Ecology & HabitatSaprotrophic, Singly, or in Clusters of overlapping caps. This mushroom can be found growing on dead or dying wood in various environments. It is commonly found on Elm, Ash and Beech, but will grow on other hardwoods as well.
Edibility, Taste & Odor Edible, and easy to identify. But, not a choice edible.
Cap The cap is brown with scales and bruises brown.
PoresPore surface white to cream, bruising brownish.
Cerioporus squamosus (Pheasant Back/Dryads Saddle)

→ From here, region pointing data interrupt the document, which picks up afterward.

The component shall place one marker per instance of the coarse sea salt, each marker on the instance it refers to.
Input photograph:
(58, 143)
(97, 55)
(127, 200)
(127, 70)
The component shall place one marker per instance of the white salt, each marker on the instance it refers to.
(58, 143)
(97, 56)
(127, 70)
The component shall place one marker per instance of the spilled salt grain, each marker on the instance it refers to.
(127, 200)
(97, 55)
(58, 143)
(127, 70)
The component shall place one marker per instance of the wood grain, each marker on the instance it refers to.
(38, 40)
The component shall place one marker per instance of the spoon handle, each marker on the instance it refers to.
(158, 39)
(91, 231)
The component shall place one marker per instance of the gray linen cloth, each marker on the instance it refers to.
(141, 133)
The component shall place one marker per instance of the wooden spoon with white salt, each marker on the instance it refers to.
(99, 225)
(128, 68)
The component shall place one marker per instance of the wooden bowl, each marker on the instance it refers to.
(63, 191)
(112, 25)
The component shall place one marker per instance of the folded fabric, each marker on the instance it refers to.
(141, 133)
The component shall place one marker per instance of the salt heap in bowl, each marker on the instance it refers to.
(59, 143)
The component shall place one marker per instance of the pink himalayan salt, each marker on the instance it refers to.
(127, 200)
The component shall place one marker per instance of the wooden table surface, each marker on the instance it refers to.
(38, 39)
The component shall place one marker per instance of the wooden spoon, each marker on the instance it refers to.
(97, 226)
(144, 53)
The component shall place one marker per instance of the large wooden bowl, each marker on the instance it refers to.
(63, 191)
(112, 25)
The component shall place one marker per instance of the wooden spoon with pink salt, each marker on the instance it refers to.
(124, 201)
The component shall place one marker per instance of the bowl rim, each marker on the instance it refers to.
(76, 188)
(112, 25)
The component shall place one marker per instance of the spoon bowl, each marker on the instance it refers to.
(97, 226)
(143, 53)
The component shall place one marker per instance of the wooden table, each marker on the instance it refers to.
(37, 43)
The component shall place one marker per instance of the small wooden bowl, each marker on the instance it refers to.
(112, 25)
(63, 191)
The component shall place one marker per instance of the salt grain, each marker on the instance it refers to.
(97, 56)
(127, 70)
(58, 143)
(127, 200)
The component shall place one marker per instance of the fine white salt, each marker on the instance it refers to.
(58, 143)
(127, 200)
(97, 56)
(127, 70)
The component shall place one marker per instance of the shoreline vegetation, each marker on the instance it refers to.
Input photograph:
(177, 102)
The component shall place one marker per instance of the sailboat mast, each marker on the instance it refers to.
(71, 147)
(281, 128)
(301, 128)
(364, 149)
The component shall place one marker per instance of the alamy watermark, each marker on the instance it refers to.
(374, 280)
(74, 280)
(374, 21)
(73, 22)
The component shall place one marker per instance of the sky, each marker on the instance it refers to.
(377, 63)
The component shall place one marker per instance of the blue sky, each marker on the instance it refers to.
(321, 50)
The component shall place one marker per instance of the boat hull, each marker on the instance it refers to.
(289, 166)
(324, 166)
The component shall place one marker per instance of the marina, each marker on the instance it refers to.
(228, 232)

This polypore is an edible spring time mushroom. It’s not considered a choice edible, but it’s really not so bad either. As they age, they become more stiff and difficult to chew. So, maybe it’s reputation is based on people eating it at the wrong time. It is best when it is very young. However, when it’s older you can still trim off the softer leading edge if the cap margin. As long as it’s feels soft and dough like, and it’s not past it’s prime, it will be good to eat. They grow on dead wood, most commonly on Elm, Ash and Beech, but can be found on other hardwoods as well. They have a tan or brown colored cap with darker brown scales. The scales are more prominent when young and are quite distinct. In some regions it is called the “Hawk Wing” fungus because the dark scales and coloring resembles the brown feathers of a hawk. The pore surface is spongey, white, and bruises brown. The short stem is usually tan or light brown, with a coarse texture, and very stiff. The stem will also develop a black foot where they attach to the wood once they are full grown.